Starbucks workers at Amos Hall petition to unionize


TPN File Photo

Starbucks at Amos Hall.

By Punya Bhasin, Assistant News Editor

Workers at Starbucks at Amos Hall are formally petitioning to unionize, according to a letter released Friday. This is the second Starbucks in Pittsburgh to petition to unionize since two Starbucks locations in Buffalo, New York won their union elections in December. 

Amos Hall Starbucks workers are joining their fellow Pittsburgh Starbucks location at 4765 Liberty Avenue in Bloomfield, which petitioned to unionize in February. In a letter addressed to Starbucks CEO Kevin Johnson, the Amos Hall organizing committee said almost 60 people work at the location — a majority who are college students or recent graduates who rely on their wages to pay rent and tuition. 

Employees at the Oakland Starbucks are looking to join Workers United, which represents 80,000 members in North America in the hospitality, manufacturing, apparel and textile industries, among others. Workers United is an affiliate of the Service Employees International Union.

The letter said while employees take pride in working at Starbucks and have found life-long friends at the store, working conditions the past few weeks “demolished our work ethic, destroying any essence of a third place.” 

“We strongly feel as though corporate is not listening to us: they are cutting hours, failing to deal with concerns regarding upper management, and leaving us incredibly understaffed while we are facing unparalleled customer wait times,” the letter said.

It also said a reason for the unionization effort was to honor Pittsburgh’s history of labor rights movement. 

“Pittsburgh has a long standing history of being the epicenter of the labor rights movement.
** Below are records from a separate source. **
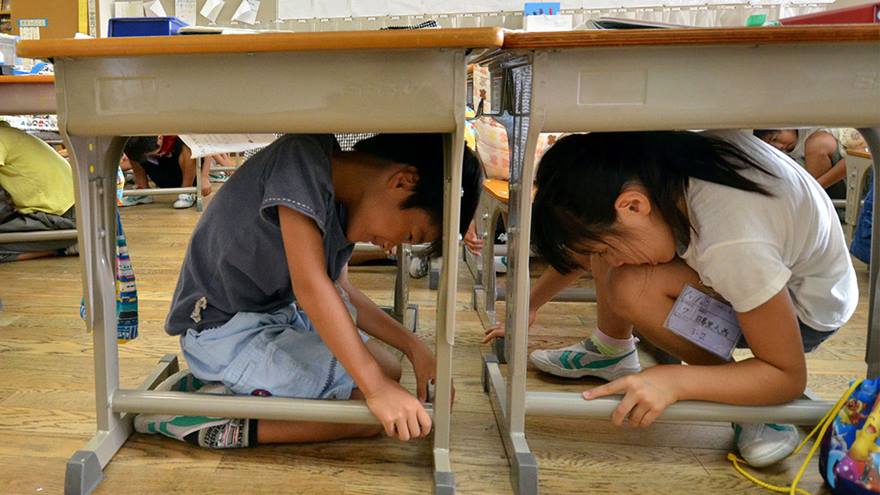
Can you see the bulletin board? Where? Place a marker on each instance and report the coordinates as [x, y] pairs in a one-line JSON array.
[[47, 19]]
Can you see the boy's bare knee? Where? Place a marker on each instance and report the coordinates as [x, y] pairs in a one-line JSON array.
[[389, 363]]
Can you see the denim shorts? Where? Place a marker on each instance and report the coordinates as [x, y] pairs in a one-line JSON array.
[[811, 337], [280, 353]]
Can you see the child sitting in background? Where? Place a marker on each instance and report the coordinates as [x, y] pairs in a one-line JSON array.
[[818, 150], [168, 162], [264, 306], [720, 212], [36, 194]]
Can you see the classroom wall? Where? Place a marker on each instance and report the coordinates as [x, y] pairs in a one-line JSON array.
[[337, 15]]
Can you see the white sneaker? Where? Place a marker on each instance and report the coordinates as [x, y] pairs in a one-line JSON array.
[[135, 200], [765, 444], [501, 264], [583, 359], [185, 201]]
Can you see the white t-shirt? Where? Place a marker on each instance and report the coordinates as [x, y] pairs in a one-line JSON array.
[[748, 246]]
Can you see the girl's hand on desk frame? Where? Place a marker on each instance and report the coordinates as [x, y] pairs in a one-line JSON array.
[[497, 330], [645, 395]]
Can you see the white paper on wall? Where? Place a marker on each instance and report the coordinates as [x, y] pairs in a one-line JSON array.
[[368, 8], [405, 7], [295, 9], [185, 10], [154, 8], [331, 8], [29, 33], [560, 22], [602, 4], [212, 9], [215, 144], [446, 7], [247, 11]]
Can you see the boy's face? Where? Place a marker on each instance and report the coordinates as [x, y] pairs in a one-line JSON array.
[[379, 219]]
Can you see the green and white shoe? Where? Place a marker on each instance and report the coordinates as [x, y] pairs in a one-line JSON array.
[[178, 427], [583, 359], [763, 444]]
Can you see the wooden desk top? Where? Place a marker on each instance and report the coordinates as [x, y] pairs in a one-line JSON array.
[[266, 42], [46, 79], [693, 36]]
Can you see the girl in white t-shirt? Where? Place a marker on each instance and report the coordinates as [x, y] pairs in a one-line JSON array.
[[651, 213]]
We hope to honor our city’s history by speaking up for what we believe is best for all parties involved,” it said.

According to the Pennsylvania Joint Board, roughly 100 Starbucks locations in the U.S. have petitioned the National Labor Relations Board to hold a union election out of the approximately 9,000 corporate-owned Starbucks locations in the country. 

Starbucks Workers United, the national union organizing group for Starbucks workers, has accused the coffee chain of conducting an “outrageous anti-union campaign,” including threatening to shut down all stores in Buffalo, N.Y.

A Starbucks corporate spokeswoman said the company respect’s their employees’ right to organize. 

“These claims are false,” a corporate spokeswoman told the Pittsburgh Post-Gazette Friday. “We fully respect our partners right to organize and will continue to adhere to the NLRB’s process, as we’ve done from the beginning.”